Il dottor Mancini è giustamente deluso dall’esito dell’impiego della lettera, relazione o nota che dir si voglia. Cioè di quello scritto che sarebbe la sintesi di quanto riferito dal cosiddetto cittadino straniero. Io non credo che questo signore non esista o che sia un’invenzione degli imputati per togliersi d’impaccio in vista del verdetto. Che la volontà manifestata da Mancini di testimoniare, dopo che la corte ricevette la lettera del generale Santini, fosse un bluff come scrissero i cronisti di giudiziaria dell’epoca. Piuttosto bisognerebbe interrogarsi sul perché, il funzionario della Cia o presunto tale, si sia rivolto solo a Mancini e Di Troia o perchè l'abbiano scovato loro e non gli altri. Ma per il momento possiamo anche sorvolare.

La delusione del funzionario romagnolo è comprensibile.
Però, a quanto è dato capire, questo suo scritto non confliggerebbe con il segreto di stato e né lo scagionerebbe, perché non fornisce prova diretta dell’innocenza sua e degli altri. Evidentemente dà qualche indizio che può trasferire, forse anche solo in parte, le colpe su altri. Indizio che doveva essere corroborato da riscontri che non sono stati alla fine trovati.
Ma che inizialmente sembrava ci fossero.

Allora la domanda è : a quale scopo è stata usata la relazione ?
Per provare l’innocenza di alcuni, la colpevolezza di altri o per sistemare questioni varie ?
E nelle mani di chi, è finita effettivamente ?

Si spiegherebbe così, l’entusiasmo iniziale con il quale gli emissari dei servizi comunicarono la notizia al generale Pollari . Tra questi c’era presumibilmente Scarpis e non Manenti, posto che i vicedirettori fossero solo due. Non c’era ragione per il generale di andare a fare annunci e celebrazioni. Per quel poco che traspare di lui, Alberto Manenti parla e si muove quando è necessario. E soprattutto, pare essere stato spettatore quasi obbligato della verifica e semplicemente presente a causa della funzione che ricopriva.
L'intera operazione, verifica o inchiesta che fosse, fu diretta dal prefetto Scarpis.

Si spiegherebbe anche, la lettera inviata dal generale Santini a semplice conferma del segreto di stato, ma non di qualche esito nuovo emerso dall’inchiesta/verifica.
In tutta questa storia, ci si è posti forse la domanda sbagliata, partendo dal presupposto che le note di Mancini e Di Troia potessero essere usate al solo scopo di provare l’innocenza degli imputati.
Perché poi, convocare il generale Pollari da solo inizialmente, e di nuovo a cena con Mancini e Di Troia ? E per “maniera più succinta” s’intende che la prima e la seconda versione che gli furono riferite, coincidono nella sostanza seppur non nella forma, oppure presentano delle differenze ?
Tutti dettagli questi, da chiarire per verificare se vi siano state manovre strane attorno a quelle relazioni. Di Troia ipotizza che il governo non sia stato messo al corrente dell’esito dell’inchiesta interna. Ma a che pro farlo, se questa non cambiava l’essenza delle risultanze dell’inchiesta giudiziaria ?

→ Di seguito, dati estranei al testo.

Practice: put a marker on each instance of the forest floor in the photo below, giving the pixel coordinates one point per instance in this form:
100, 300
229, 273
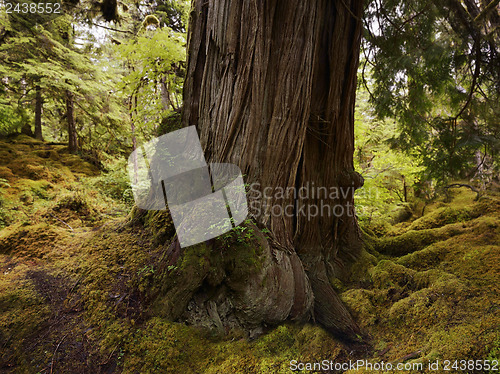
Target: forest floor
73, 280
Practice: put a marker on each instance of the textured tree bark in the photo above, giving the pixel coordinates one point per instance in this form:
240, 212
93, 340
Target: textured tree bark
72, 138
271, 87
38, 113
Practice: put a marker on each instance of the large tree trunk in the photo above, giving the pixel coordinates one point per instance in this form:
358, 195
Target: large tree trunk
271, 88
70, 116
38, 113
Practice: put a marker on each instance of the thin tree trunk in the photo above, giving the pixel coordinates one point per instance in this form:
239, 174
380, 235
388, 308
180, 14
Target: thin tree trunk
72, 138
271, 87
38, 113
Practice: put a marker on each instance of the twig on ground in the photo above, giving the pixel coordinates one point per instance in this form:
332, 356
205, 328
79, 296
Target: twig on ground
54, 354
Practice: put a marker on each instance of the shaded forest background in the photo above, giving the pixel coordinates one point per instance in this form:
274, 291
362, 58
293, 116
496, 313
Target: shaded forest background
80, 91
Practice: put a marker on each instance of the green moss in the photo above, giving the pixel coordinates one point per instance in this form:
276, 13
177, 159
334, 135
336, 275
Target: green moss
415, 240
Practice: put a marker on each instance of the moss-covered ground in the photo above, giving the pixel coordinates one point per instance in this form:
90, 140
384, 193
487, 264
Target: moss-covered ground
76, 283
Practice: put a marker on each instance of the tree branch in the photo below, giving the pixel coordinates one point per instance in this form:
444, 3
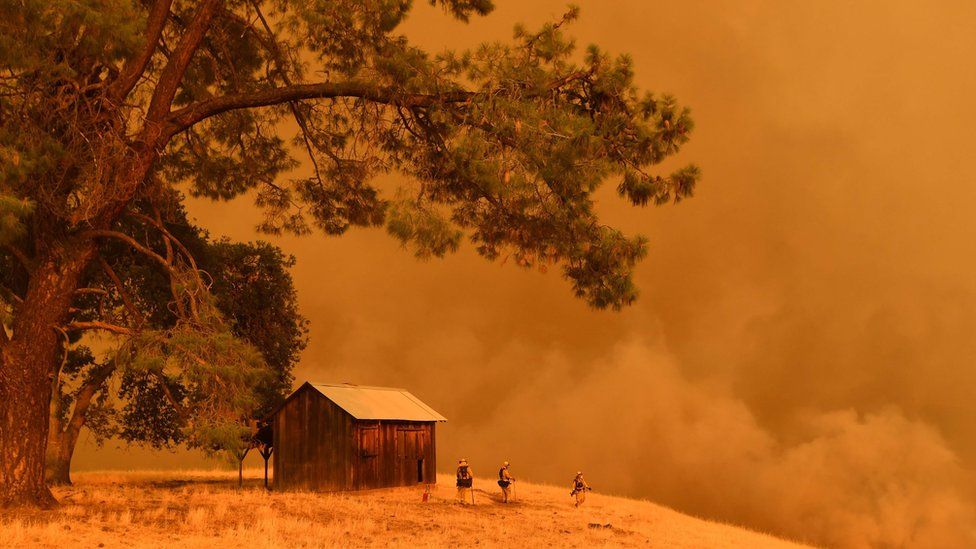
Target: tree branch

Qui mente, chi sostiene o ha sostenuto per un periodo, che ci fosse una inchiesta interna, perché di quella inchiesta aveva bisogno, ma probabilmente per altri scopi. Venute meno le esigenze dell’inchiesta, è venuta meno anche la necessità che quel documento rimanesse agli atti. Poteva rappresentare un pericolo per se stesso/i, più che per il governo.
Credo che anche Marco Mancini abbia sospettato sin dal primo momento che le cose siano andate così e che la sua lettera non sia stata usata a dovere. Per questo motivo, alla fine di Gennaio del 2013, chiese che venissero sentiti Scarpis e Manenti. Non fu un bluff.
Forse la reazione disperata alla sensazione che qualcuno gli avesse giocato l’ennesimo tiro sporco.
E non c’era altro modo per capirlo o provarlo, se non quello di metterli spalle al muro. Cosa che di certo non poteva essere fatta nell’ufficio all’interno di un palazzo dalle cui cabine telefoniche partono telefonate strane e dal cui parcheggio vengono trafugate auto che ricompaiono dopo aver percorso cinquecento chilometri .



*Gli estratti dei verbali dell'inchiesta di Ravenna sono tratti dagli articoli di Gianmarco Chiocci pubblicati la settimana scorsa dal quotidiano il Tempo.